Nous tentons de résister, nous protestons, nous essayons de leur faire comprendre… Rien...Il est dix heures du soir et le froid est terrible. La situation devient chaotique. Il est difficile de décrire ce que nous ressentons. Plus difficile encore de le faire comprendre. Les femmes pleurent, hurlent ; les enfants se réveillent et commencent à réaliser, dans leurs cerveaux puérils, ce qui se passe. 

La séparation provoque, chez ma mère et mon épouse, un dramatique sentiment d'angoisse , je suis dans le même état , je ne parviens pas à décrire la cruauté de ces moments, il est impossible de comprendre la situation si on ne l' a pas vécue... je suis plongé dans l' incompréhension la plus  totale, ma tête bout de craintes, je pense à ma vieille mère qui a voulu nous suivre, je pense à mon épouse malade, elle reste avec les enfants qui pleurent et qui crient: «Papa!! Papa!!».

Qui pourrait oublier cette séparation?

Les gendarmes sont insensibles, despotiques, brutaux. La nuit est noire comme leur regard. Ils donnent l'ordre au conducteur de faire demi-tour  et repartir vers l'endroit d'où nous venons.

 Avant ce moment, craignant de vivre des circonstances graves et imprévues, nous avions décidé d'envoyer nos courriers au même endroit. Une adresse de Béziers permettrait de faire le point de la situation de chacun.

 

 Avec de mauvaises manières on nous indique la direction à prendre, ils disent que nous devons parcourir quelque deux kilomètres.

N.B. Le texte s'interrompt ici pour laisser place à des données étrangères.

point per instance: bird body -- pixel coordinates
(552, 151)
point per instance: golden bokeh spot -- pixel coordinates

 Nous marchons deux minutes, sans crainte de nous tromper d'itinéraire car de loin en loin les gendarmes nous indiquent le chemin. Nous voyons deux longues files de "mozos de  escuadra"(gardes de la police catalane), en rang au bord de la route. Au fur et à mesure que nous avançons, nous distinguons de petits groupes d’hommes qui se pressent autour de feux. Personne ne nous demande quoi que ce soit et nous ne demandons rien non plus.

Après 35 minutes de marche, nous croisons des hommes qui campent un peu partout, nous arrivons dans un petit bosquet, nous nous arrêtons et nous allumons du feu. Nous apprenons que ces « mozos de escuadra» sont arrivés il y a très peu de temps et s’apprêtent à repartir à Barcelone.

 

Très vite survient un groupe de gendarmes, ils nous font dégager l'endroit de manière toujours aussi peu amène. J'avais déjà étendu ma couverture sur le sol, j'étais agenouillé sur elle pour me lever ... voyant avec quelle vitesse le gendarme voulait que je me lève, je le regarde et lui dis «Vous ne voyez pas que je me presse? ». Il a sûrement compris... pour seule réponse il me décoche un violent coup de pied aux fesses  et je rassemble mes affaires en moins de temps qu'il n'en faut pour le dire.

 

Le froid est très vif et les ténèbres profondes. Dès que nous nous arrêtons, les gendarmes surgissent et nous obligent à continuer à marcher. Nous ne savons plus que faire, et nous décidons de nous arrêter quoi qu'il advienne car la fatigue nous gagne nous aussi, comme elle a déjà vaincu tous les autres. Nous faisons halte dans un endroit froid et humide,  nous voyons quelques piquets de bois que nous arrachons pour en faire un brasier et tenter de nous réchauffer. Nous sommes en piteux état et offrons un bien triste spectacle. La tête de l'un repose sur les pieds de l'autre, et nous formons ainsi un cerce autour du feu.

 Seuls M… et moi possédons une couverture, on aurait dit qu'elles avaient des pieds car elles parcouraient le cercle, afin que chacun de nous cinq puisse un peu en profiter.